Intersections of leaders with other leaders are not allowed, so we don't want to have
crossings. Okay. And you might prescribe ports where the leaders touch or not. So,
again, two different models here.
So let's come to the first algorithm. Here's an example. So we just consider the problem
all PO leaders connecting labels to one side, like here. And the labels have uniform
height. Are like this. Okay.
So and here you see your solution. Maybe it's not so visible, but of course -- so what's
the method to do that, we want to have. I remind you. What is the method that avoids
crossings of the leader.
Well, you start here, assign that label at that point to the first label. The second to the
second. The third to the third. Very easy. So you ->> [inaudible]

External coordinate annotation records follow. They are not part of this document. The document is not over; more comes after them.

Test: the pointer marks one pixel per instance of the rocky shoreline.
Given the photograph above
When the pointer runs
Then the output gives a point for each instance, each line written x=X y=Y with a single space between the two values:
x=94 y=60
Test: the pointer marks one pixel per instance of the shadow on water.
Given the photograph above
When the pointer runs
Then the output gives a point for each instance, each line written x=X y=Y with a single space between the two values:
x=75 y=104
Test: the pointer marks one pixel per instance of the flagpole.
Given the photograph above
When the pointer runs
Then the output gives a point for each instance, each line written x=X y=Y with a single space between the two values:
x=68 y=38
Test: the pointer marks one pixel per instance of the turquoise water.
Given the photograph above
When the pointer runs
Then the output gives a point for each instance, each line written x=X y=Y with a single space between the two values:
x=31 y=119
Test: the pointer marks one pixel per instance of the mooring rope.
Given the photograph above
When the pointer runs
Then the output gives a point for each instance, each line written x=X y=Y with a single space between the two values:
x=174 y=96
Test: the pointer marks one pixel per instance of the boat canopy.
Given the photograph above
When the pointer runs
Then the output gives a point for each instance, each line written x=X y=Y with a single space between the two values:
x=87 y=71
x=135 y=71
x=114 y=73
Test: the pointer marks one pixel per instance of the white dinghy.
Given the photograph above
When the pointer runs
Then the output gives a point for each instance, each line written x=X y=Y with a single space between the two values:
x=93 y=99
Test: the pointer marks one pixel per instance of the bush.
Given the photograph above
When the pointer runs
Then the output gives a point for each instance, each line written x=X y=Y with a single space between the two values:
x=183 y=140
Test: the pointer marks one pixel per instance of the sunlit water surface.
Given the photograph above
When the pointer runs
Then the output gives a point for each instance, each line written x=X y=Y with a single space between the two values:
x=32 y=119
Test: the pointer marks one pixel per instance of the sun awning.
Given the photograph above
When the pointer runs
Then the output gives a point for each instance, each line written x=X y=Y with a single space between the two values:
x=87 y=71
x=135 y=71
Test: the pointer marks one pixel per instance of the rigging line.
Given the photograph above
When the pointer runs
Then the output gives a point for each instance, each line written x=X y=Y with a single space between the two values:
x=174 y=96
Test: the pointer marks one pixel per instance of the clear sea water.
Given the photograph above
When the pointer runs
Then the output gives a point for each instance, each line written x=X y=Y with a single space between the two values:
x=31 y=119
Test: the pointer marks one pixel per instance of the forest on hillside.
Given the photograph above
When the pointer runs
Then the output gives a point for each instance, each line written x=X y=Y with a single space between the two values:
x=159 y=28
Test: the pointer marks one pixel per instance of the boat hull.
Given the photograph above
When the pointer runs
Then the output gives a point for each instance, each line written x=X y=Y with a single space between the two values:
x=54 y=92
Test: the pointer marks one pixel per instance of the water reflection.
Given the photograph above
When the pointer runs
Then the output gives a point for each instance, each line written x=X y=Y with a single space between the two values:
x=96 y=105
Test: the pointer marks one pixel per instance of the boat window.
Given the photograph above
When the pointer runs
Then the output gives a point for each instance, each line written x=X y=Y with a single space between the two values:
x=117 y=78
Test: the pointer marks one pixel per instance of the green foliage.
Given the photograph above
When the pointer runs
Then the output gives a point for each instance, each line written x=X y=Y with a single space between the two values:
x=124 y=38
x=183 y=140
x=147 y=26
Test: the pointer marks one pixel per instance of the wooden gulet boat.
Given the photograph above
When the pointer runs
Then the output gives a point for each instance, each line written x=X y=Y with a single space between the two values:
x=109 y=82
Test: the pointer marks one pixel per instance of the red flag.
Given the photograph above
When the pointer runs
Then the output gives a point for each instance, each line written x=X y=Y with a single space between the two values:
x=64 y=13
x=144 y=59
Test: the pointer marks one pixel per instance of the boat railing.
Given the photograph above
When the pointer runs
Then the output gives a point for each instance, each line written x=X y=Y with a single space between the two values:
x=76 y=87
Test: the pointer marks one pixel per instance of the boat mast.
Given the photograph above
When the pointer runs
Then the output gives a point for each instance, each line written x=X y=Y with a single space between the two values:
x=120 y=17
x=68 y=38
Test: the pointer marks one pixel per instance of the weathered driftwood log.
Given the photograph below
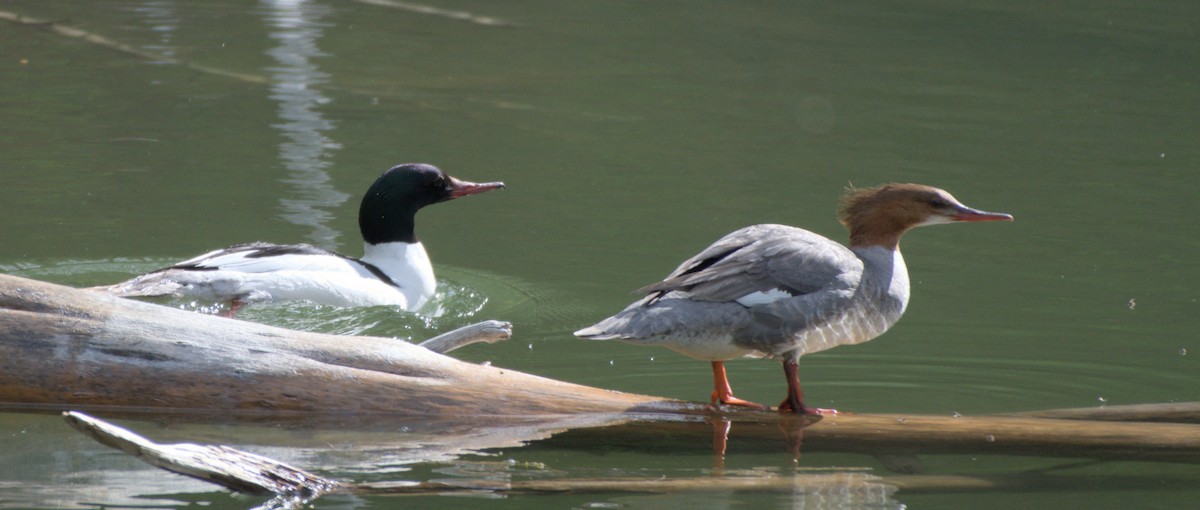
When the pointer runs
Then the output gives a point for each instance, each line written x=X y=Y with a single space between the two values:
x=1171 y=413
x=73 y=348
x=64 y=348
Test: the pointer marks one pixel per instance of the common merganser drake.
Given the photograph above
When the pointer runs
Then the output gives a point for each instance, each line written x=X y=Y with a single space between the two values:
x=772 y=291
x=394 y=270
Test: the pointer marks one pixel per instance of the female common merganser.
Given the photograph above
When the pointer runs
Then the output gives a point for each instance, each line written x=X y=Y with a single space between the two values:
x=394 y=270
x=783 y=292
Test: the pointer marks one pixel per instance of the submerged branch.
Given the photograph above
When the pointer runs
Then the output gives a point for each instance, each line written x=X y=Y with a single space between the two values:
x=489 y=331
x=234 y=469
x=462 y=16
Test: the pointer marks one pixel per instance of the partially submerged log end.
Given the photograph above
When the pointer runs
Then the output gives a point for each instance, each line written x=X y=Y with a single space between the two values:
x=231 y=468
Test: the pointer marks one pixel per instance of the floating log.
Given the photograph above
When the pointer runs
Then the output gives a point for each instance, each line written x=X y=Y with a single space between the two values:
x=67 y=348
x=64 y=348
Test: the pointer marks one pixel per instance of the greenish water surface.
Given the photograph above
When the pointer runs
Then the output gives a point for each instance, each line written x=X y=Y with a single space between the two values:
x=631 y=135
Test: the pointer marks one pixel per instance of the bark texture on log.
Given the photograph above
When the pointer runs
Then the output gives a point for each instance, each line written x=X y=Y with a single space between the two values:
x=72 y=348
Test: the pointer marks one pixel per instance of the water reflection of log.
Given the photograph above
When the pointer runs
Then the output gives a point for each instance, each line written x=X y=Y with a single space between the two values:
x=246 y=472
x=63 y=348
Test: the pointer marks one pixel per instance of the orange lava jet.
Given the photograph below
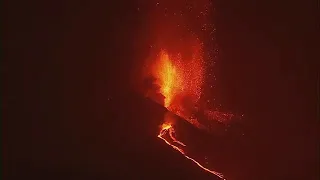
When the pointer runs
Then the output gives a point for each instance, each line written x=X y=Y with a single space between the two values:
x=167 y=128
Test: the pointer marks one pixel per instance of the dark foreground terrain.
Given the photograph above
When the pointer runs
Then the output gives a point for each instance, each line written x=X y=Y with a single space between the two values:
x=68 y=113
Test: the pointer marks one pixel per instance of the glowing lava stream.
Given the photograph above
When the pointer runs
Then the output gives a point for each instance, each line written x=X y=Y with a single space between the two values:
x=167 y=128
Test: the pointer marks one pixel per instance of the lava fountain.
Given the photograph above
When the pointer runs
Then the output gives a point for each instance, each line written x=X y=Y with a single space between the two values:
x=179 y=68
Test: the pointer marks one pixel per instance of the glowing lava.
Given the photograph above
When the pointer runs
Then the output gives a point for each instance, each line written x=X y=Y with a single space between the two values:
x=167 y=128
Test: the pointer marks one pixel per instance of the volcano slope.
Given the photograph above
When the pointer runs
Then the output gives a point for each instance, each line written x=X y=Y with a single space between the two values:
x=116 y=139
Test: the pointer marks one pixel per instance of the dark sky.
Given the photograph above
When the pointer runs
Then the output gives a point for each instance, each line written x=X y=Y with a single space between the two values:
x=66 y=89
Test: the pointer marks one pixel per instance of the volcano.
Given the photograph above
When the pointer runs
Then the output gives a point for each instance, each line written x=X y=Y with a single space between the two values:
x=123 y=144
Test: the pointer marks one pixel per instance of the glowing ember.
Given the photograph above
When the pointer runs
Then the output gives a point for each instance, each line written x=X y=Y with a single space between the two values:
x=179 y=68
x=168 y=128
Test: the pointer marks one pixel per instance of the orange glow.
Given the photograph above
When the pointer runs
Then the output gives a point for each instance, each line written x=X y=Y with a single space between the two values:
x=168 y=128
x=180 y=83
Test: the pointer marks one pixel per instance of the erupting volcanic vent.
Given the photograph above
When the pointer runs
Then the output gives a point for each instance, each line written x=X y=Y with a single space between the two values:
x=179 y=71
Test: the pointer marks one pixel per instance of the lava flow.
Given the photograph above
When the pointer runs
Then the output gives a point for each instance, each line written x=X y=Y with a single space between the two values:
x=168 y=129
x=178 y=73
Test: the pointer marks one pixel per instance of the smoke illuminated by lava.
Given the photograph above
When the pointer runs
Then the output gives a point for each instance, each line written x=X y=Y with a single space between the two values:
x=179 y=67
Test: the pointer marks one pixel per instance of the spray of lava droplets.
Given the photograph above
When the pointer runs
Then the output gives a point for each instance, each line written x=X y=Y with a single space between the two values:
x=181 y=29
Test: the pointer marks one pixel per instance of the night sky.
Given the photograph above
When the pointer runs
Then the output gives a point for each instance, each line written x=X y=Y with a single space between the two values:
x=70 y=112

>> Michael Kaufmann: Yeah. You just do a sweep line. Okay. Again, summary of this
algorithm. The model is you have a fixed size and fixed ports for the labels. The goal is
to find a feasible solution, just a solution, no real optimization. And the method is just a
plane-sweep from top to bottom, from bottom to top, whatever. We did always from
bottom to top. Okay.
So that means you connect the i-th lowest point to the i-th lowest label. Okay.
And, well, to do that, you just have to sort and then you assign that. Running time is N
log no.
Okay. That was the first algorithm. Now here's the second. The second algorithm we
want to now minimize. And what we want to minimize is the number of bends. You
remember OPO has two bends or zero bends.
If it goes straight, in the last example there were many leaders that just went straight to
the label. I was lucky. Here we want to minimize the number of bends. And that means
we maximize the number of straight leaders, because it's either zero or two bends.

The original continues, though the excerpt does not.